Thursday, July 25, 2013 - 06:53 pm, by: Charles Greenwood(Ghostbuilder)
having a intermittent electrical starting problem with a 91 model. when you turn the key nothing happens but all dash lights are on. if i turn the ignition on and off many many times it eventually starts and can take up to 20 minutes of this, and does not happen again for about 3 weeks, had it looked at but it would not do it , sometimes the key gets stuck in the ignition could this be related to the problem . i am new to the car and just wondering were to start, it does not seem to be the starter motor. any help with similar or known problem would be greatly appreciated .
Thursday, July 25, 2013 - 09:10 pm, by: Matthew Werner(Matto_888)
is yours a v8?
sounds like a solenoid problem.. but to test this would require finding the wiring that leads into the startermotor (starter is located under the intake manifold on the v8's (1uz's) and is not visable or serviceable until the intake is removed!!)

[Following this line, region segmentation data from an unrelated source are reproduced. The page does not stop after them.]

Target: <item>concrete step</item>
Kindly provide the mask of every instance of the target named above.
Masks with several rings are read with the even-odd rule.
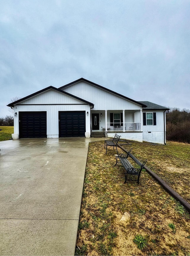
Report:
[[[105,137],[105,134],[104,132],[91,132],[90,136],[94,138],[101,138]]]

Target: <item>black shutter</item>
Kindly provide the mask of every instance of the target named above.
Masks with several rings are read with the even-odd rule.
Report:
[[[123,122],[123,113],[121,113],[120,116],[121,118],[121,126],[123,126],[124,125],[124,124]]]
[[[143,113],[143,125],[146,125],[146,113]]]
[[[113,126],[113,113],[110,113],[110,126]]]
[[[154,125],[156,125],[156,112],[153,112],[153,124]]]

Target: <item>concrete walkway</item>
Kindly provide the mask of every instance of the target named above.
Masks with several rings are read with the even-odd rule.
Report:
[[[0,142],[0,255],[74,255],[89,139]]]

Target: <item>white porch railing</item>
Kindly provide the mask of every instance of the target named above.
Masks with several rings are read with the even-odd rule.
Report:
[[[107,131],[140,131],[140,123],[107,123]]]

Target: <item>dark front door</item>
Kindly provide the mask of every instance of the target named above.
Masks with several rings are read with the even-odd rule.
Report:
[[[85,136],[85,111],[60,111],[59,112],[59,137]]]
[[[99,113],[92,114],[92,129],[99,130]]]

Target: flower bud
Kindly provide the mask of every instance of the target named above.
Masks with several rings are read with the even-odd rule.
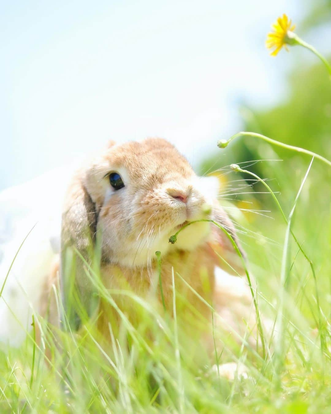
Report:
[[[225,148],[226,147],[228,146],[228,141],[226,140],[220,140],[219,141],[217,142],[217,146],[219,148]]]
[[[235,171],[236,173],[239,172],[240,171],[240,167],[237,164],[231,164],[230,168],[233,171]]]

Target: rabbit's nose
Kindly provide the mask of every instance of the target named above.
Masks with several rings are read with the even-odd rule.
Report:
[[[185,191],[169,189],[167,192],[173,198],[175,198],[176,200],[179,200],[185,204],[187,202],[188,195]]]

Locate the starter signal wire and have it accessible for when it 'plays up'... when it actually displays the symptoms you've described, put a test light,bulb or something that is 12v to that wire (+). and turn the key to start position.. if the test light illuminates but still no action, then you have a solenoid/starter problem and will need to have it rectified by a mechanic.. or handy 'know it all' mate... (option #2 is wayyyyyy cheaper)
if its a 6 / turbo 6.. then the starter is on the passenger side? from memory and you should be able to carry out the fore-mentioned diagnosis relatively easily and replacement would also be a lot easier
Peter Nitschke Junk Filterer South Australia UZZ30 UZZ31
Friday, July 26, 2013 - 07:28 am, by: Tom Richards(Tomr)
go to the diagnostic terminal and measure B+ with the ignition to "ON". should be 12v, i am guessing you are missing this voltage.
If it is missing take the cover off the fuse box near the batt and "rock " the silver round relays. You will hear relays clicking, 12v will appear at B+ and car will start.